Why the war? A quantitative answer

Matthew McKeever
8 min readJun 5, 2022

As the Russian invasion of Ukraine passes its hundredth day the question as to why it started in the first place hasn’t really been settled. Putin gave two potential and not particularly consistent reasons in his speeches in February: he wanted to ‘denazify’ eastern Ukraine, the official line oft-repeated in Russian media; he was concerned with NATO enlargement (a big theme of his 24th February speech in particular). Does one reason, with the benefit of some hindsight, seem more compelling now?

Maybe there’s no definitive answer: it’s probably some of both. Nevertheless I want to take a look to see if the data sets I’ve been looking at in the past few posts shed light on the question.

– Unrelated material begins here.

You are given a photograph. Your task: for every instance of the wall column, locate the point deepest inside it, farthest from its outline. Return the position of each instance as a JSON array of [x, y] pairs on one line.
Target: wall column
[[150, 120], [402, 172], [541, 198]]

Let me briefly recap what I did before getting on to the question of my title.

Last week I had a look at some data from the Telegram archives of Russia’s TASS and Ukraine’s Ukrinform feeds. I presented some suggestiveish data about the attention they give to various important topics, and wondered whether we can learn anything from it.

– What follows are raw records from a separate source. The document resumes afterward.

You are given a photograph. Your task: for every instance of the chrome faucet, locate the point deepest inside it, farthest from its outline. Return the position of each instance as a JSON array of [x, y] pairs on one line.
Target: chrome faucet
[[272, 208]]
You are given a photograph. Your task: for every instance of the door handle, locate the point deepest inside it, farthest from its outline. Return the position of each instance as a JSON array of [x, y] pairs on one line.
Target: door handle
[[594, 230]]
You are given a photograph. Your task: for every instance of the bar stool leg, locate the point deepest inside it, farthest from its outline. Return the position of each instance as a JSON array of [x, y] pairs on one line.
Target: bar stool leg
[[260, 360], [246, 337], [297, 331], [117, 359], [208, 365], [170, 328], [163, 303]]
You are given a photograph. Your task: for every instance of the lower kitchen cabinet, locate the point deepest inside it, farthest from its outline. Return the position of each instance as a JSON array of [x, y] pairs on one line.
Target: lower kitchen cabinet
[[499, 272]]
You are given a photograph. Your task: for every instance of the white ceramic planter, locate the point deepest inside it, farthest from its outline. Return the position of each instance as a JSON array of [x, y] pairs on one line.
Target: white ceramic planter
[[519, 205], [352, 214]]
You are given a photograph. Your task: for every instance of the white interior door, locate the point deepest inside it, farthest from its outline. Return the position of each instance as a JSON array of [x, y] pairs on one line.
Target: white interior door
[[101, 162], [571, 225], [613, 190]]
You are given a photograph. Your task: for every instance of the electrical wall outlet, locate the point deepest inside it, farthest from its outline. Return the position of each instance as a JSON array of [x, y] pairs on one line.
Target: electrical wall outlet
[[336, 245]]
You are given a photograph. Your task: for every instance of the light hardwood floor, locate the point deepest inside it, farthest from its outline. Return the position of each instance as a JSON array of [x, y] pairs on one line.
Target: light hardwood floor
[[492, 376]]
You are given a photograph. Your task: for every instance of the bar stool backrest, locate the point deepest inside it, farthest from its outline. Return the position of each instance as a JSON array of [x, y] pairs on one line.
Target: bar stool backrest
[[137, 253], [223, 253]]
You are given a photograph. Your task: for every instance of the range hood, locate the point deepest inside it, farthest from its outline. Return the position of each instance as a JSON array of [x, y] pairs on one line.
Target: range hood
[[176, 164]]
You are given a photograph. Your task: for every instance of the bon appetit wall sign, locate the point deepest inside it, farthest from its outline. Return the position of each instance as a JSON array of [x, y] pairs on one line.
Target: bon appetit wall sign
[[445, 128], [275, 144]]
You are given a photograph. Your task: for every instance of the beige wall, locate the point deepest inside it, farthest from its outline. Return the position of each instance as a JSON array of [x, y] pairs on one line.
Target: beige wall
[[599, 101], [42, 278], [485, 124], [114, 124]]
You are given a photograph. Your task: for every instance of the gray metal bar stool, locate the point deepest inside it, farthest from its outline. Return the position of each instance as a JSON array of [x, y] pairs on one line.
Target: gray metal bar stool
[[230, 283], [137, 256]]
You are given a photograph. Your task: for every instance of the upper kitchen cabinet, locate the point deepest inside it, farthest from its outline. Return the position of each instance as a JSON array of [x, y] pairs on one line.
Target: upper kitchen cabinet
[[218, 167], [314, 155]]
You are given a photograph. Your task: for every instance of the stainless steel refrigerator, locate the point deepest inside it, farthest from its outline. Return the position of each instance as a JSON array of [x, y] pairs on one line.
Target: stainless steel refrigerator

I noted in that post that there might be methodological reasons to be wary of that approach. Here I want to mention them and show how I tried to overcome them this weekend. I also want to say what I was looking for, my default hypothesis about how the two news agencies mentioned above would discuss the war, and how I’m tentatively calling that hypothesis wrong. In a word: I thought that given the war was a topic of shared concern for both agencies, there would be at least a correlation between TASS’s talking about, say, the US or Mariupol or Zelensky or Putin or Macron and how Ukrinform talked about it. That is, I thought there might be some equation: for many topics x, Ukrainian mention of x=Russian mentions of x * some factor. It seemed perfectly reasonable to me, for example, that if Macron gave a press conference, both sides would report it, perhaps proportionally to how they report foreign countries or how often they post in general, and that that would be discernible in a pattern in the data.

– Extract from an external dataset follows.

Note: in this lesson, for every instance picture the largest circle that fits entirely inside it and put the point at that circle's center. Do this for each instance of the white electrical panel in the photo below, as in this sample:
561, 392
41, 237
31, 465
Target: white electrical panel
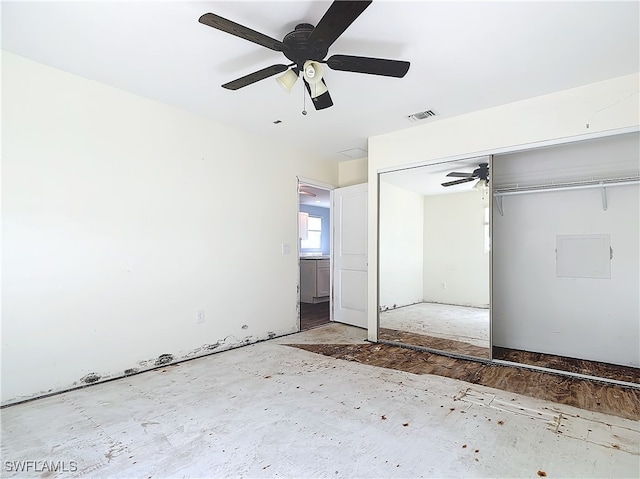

Then I thought there would be some topics for which there was no such equation, and I thought, having established a baseline correlation with the above x’s, one could use the topics for which there was no such correlation to squirrel out differences in perspective or propaganda, thus using this sort of quantitative approach to shed light on political rhetoric, a topic I work on in my day job.

The problem is no data I could find in a way that I could process bore out the above hypothesis. It’s very possible I didn’t look in the best places — I’m an amateur, doing this on weekends and nights, and the fancy statistical stuff is beyond me.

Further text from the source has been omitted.